Measuring shoulder injury function: Common scales and checklists

The increasing shift towards patient-centred healthcare has lead to an emergence of patient-reported outcome instruments to quantify functional outcomes in orthopaedic patients. Unfortunately, selecting an instrument for use in a shoulder trauma population is often problematic because most shoulder instruments were initially designed for use with chronic shoulder pathology patients. To ensure an instrument is valid, reliable, and sensitive to clinical changes, it is important to obtain psychometric evidence of its use in the target population. Four commonly used shoulder outcome instruments are reviewed in this paper: American Shoulder and Elbow Surgeons Standardized Shoulder Assessment Form (ASES); Constant–Murley shoulder score (CMS); Disabilities of Arm, Shoulder, and Hand (DASH); Oxford Shoulder Score (OSS). Each instrument was reviewed for floor or ceiling effects, validity, reliability, responsiveness, and interpretability.
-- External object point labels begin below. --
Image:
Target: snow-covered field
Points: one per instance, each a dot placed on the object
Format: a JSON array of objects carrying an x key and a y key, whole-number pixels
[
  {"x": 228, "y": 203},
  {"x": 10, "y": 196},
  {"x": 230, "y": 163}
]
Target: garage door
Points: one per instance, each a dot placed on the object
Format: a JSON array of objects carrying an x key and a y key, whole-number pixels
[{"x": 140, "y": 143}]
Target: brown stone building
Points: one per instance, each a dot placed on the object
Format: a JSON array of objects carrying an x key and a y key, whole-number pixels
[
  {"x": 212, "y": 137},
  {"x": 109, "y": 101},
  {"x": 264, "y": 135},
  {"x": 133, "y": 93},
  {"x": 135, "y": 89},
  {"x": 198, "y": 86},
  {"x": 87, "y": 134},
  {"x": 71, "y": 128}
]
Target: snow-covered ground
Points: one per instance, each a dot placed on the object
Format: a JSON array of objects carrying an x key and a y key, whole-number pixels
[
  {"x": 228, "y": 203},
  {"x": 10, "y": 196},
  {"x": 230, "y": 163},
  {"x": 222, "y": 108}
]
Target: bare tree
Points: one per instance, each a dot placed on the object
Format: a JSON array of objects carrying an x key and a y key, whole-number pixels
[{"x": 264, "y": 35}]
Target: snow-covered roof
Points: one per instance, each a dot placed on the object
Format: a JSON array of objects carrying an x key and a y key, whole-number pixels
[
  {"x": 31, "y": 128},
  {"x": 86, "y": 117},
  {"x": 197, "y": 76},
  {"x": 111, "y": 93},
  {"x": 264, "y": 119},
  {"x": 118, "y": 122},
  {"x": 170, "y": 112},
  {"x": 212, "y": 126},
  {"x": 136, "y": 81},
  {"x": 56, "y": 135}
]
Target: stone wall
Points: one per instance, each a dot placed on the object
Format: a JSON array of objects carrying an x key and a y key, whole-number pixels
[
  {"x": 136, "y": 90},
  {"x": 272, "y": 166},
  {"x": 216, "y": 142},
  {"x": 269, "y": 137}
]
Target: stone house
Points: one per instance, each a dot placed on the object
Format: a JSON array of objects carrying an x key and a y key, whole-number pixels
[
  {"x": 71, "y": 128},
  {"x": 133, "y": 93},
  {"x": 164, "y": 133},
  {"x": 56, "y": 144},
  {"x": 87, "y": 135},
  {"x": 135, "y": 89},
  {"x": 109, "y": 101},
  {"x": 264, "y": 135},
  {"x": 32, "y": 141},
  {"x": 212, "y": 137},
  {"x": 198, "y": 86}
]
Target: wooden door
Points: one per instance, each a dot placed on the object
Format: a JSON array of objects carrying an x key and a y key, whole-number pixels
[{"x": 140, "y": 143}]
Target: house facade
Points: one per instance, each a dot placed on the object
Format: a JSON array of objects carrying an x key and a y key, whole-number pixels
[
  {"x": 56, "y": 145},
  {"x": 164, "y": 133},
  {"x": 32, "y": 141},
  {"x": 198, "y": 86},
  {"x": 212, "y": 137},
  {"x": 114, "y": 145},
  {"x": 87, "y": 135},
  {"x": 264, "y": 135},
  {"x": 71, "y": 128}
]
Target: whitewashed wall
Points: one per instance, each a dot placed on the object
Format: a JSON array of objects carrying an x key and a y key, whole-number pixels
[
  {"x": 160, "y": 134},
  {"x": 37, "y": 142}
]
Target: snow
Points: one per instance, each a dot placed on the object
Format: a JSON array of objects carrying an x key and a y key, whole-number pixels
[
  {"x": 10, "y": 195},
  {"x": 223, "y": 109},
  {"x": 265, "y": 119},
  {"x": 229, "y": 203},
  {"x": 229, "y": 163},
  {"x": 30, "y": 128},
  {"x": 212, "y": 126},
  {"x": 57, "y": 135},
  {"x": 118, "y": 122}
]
Additionally, evidence of each instrument's psychometric properties was sought in shoulder fracture populations. Based on the current literature, each instrument has limited amounts of evidence to support their use in shoulder trauma populations. Overall, psychometric evaluations in isolated shoulder fracture populations remain scarce, and clinicians must remember that an instrument's properties are defined for the population tested and not the instrument. Therefore, caution must always be exercised when using an instrument that has not been fully evaluated in trauma populations.